We are excited to help circulate the Downtown Eastside Women’s Centre’s (DEWC) new report, Red Women Rising: Indigenous Women Survivors in Vancouver’s Downtown Eastside. This comprehensive report is the culmination of a participatory process with 113 Indigenous women and 15 non-Indigenous women regarding the National Inquiry into Missing and Murdered Indigenous Women and Girls. It is based on the lived experience, leadership, and expertise of Indigenous survivors. We are looking carefully at the 200 recommendations including 35 key recommendations and incorporating them into our call for an accountable, bold and comprehensive poverty reduction plan.
Available in full here: http://dewc.ca/resources/redwomenrising
At the press conference this morning, speakers Sophie Merasty, Harsha Walia, Suzanne Kilroy-Huculak, Carol Martin and Veronica spoke about the urgent crisis reflected in the report that needs to be dealt with today, as well as the resilience of the women and the community. We all have a part to play in moving these critical recommendations forward.

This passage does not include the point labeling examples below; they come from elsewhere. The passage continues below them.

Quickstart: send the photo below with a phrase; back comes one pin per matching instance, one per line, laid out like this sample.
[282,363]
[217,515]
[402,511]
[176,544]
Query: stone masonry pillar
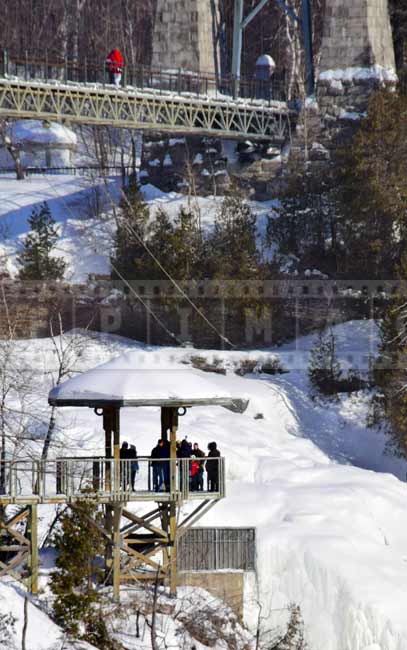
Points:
[356,33]
[183,36]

“Whatever you’ve thought before today, before this moment, I ask that it changes. Look out your eyes in a different way.” – Veronica
Red Women Rising: Indigenous Women Survivors in Vancouver’s Downtown Eastside is an extraordinary report with Indigenous women survivors at the center; rather than as a secondary reference. Indigenous women in the DTES—a neighbourhood known as ground zero for violence against Indigenous women—are not silent victims, statistics, or stereotypes. This unprecedented work shares their powerful first-hand realities of violence, residential schools, colonization, land, resource extraction, family trauma, poverty, labour, housing, child welfare, being two-spirit, police, prisons, legal system, opioid crisis, healthcare, and more.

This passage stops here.